# Thread: Continous Time Spectral Analysis (Fourier Trasforms)

1. ## Continous Time Spectral Analysis (Fourier Trasforms)

I've learnt Fourier series in the past but have had a year of an awful lecturer teaching Signal Processing and find that I've no idea how to do even the simplest problems. If people could give me some pointers I'd be very grateful.

I'll begin with the easy ones.

Given $f(t) \leftrightarrow F(\omega)$ apply the Fourier transform properties to determine the transforms of the following:

a) $f(T-t)$

For this I get the following answer, haven't expanded the Fourier series:

$f(T-t) \rightarrow e^{jT\omega}F(-\omega)$

b) $f(2t-T)$

I get:

$f(2t-T) \rightarrow \frac{e^{jT\omega}}{2}F(\frac{\omega}{2})$

c) $\frac{d}{dt}\left( f(t)g(t)\right)$

I get:

$\frac{d}{dt} \left( f(t)g(t) \right) \rightarrow \frac{j \omega \left( f * g \right)(\omega)}{\sqrt{2\pi}}$

Though in that one I'm not sure how to represent the convolution of f and g.

So, if those answers are right then let me know, or if as I suspect they're not could someone walk me through one of them to tell me how I'm meant to do the transform? Thanks in advance.

2. The trouble with Fourier transforms is that people use different definitions. The one I prefer is $F(\omega) = \int_{-\infty}^\infty\!\!\!f(t)e^{-i\omega t}dt$. But some people put a factor of 2π (or its square root) outside the integral or in the exponential. From the answers that you have given, it looks as though your lecturer's definition is $F(\omega) = \frac1{\sqrt{2\pi}}\int_{-\infty}^\infty\!\!\!f(t)e^{j\omega t}dt$ (with j instead of i as the square root of –1, since he is an engineer rather than a mathematician, and without the negative sign in the exponential). Is that correct? If so, then your answer to a) is correct. I think that the answer to b) should have an extra factor of 1/2 in the exponential: $f(2t-T) \to \tfrac12e^{jT\omega/2}F(\omega/2)$. I think that the answer to c) is correct (use a plain asterisk to denote a convolution, not a tensor product symbol: $f*g$).

Finally, I don't understand the comment "haven't expanded the Fourier series". These are Fourier transforms, not Fourier series (totally different topics).

3. Thanks for that - nice that you can tell I'm an engineer because of the j :P To be honest I've no idea what the lecturers definition of a Fourier transform is, she has never given us any legible examples of one, just drew a load of graphs that don't tell us much. That's probably why the confusing comment - I assumed $F(\omega)$ was a Fourier series of $\omega$ and could be expanded as such.

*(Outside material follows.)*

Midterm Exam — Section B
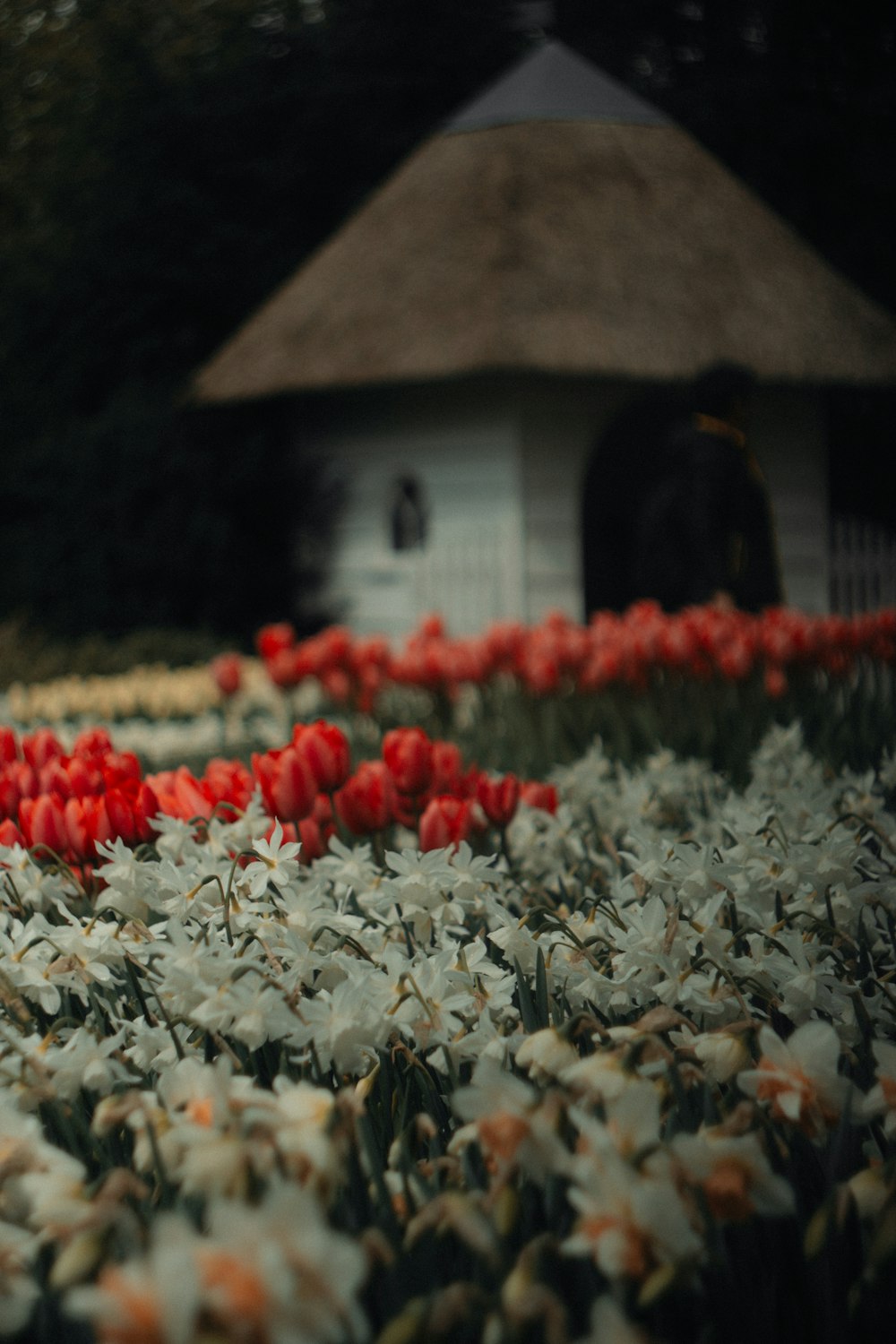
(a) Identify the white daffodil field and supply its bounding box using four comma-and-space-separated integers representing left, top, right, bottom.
0, 605, 896, 1344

I've been messing with the equations trying to better understand how the transform works and have done the following:

$f(T-t) \rightarrow e^{jT\omega}F(-\omega)$ and $F(\omega) = \int_{-\infty}^\infty\!\!\!f(t)e^{-j\omega t}dt$
So
$e^{jT\omega}F(-\omega) = e^{jT\omega}\int_{-\infty}^\infty\!\!\!f(T-t)e^{-jt\omega}dt$
In that integral, when $t=T \rightarrow f(T-T) \rightarrow f(0)$ because the e values cancel out. With Fourier being about frequencies I'd assume this to indicate a fundamental frequency of a signal. Hopefully that made some sense.

I'll email the lecturer and see if those were correct, there'll probably be plenty more to come.

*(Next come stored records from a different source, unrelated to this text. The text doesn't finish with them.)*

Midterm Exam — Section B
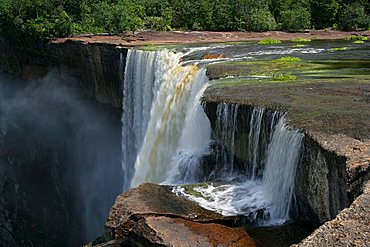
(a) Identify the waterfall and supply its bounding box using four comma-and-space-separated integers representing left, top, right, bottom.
248, 107, 265, 179
216, 103, 239, 176
174, 107, 303, 225
121, 50, 180, 190
262, 118, 303, 220
122, 47, 303, 224
122, 47, 210, 189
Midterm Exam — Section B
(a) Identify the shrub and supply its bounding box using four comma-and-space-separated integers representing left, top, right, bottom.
258, 38, 281, 45
280, 8, 311, 31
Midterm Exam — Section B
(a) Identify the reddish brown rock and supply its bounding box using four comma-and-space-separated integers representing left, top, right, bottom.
94, 183, 255, 247
131, 216, 256, 247
295, 182, 370, 247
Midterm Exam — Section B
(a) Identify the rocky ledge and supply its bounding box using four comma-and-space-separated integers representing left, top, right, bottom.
295, 179, 370, 247
88, 183, 256, 247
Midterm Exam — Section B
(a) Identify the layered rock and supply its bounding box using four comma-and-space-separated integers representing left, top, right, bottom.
90, 183, 255, 246
204, 99, 370, 226
295, 182, 370, 247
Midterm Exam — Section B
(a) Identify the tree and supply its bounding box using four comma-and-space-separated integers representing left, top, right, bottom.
280, 7, 311, 31
311, 0, 339, 29
338, 2, 370, 31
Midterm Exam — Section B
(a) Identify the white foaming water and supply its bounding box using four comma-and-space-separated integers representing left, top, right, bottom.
248, 107, 265, 180
121, 50, 181, 190
262, 118, 303, 221
131, 54, 210, 187
178, 115, 303, 225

4. Originally Posted by M1ke
I've been messing with the equations trying to better understand how the transform works and have done the following:

$f(T-t) \rightarrow e^{jT\omega}F(-\omega)$ and $F(\omega) = \int_{-\infty}^\infty\!\!\!f(t)e^{-j\omega t}dt$
So
$e^{jT\omega}F(-\omega) = e^{jT\omega}\int_{-\infty}^\infty\!\!\!f(T-t)e^{-jt\omega}dt$ (That is correct.)
In that integral, when $t=T \rightarrow f(T-T) \rightarrow f(0)$ because the e values cancel out. With Fourier being about frequencies I'd assume this to indicate a fundamental frequency of a signal. Hopefully that made some sense.
I don't think it does make much sense. Unlike Fourier series, where you have a fundamental frequency, Fourier transforms don't have anything analogous.

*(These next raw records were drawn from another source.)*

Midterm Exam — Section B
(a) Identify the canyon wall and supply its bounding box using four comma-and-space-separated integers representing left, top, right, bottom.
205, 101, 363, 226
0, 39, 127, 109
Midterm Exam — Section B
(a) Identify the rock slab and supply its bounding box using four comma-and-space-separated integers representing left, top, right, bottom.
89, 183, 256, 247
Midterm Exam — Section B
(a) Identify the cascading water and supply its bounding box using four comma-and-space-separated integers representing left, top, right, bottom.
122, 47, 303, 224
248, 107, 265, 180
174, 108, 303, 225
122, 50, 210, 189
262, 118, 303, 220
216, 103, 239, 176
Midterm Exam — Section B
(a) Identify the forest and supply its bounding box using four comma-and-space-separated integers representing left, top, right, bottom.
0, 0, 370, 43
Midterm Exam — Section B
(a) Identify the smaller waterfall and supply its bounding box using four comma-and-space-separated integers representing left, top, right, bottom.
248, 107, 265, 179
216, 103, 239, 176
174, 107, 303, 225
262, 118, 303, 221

The best picture to have in mind is that Fourier series describe things like the sound of a musical instrument (where there is a fundamental frequency and then a discrete series of harmonics), but Fourier transforms describe things like the light emitted from a star (where there is a continuous spectrum of frequencies from infrared to ultraviolet, none of which can be considered "fundamental").

In mathematics, theories based on Fourier series are often called "harmonic analysis", and theories that come from Fourier transforms are called "spectral analysis". You might think of the Fourier transform as the mathematical equivalent of a prism, that takes a beam of light and splits it into its constituent frequencies.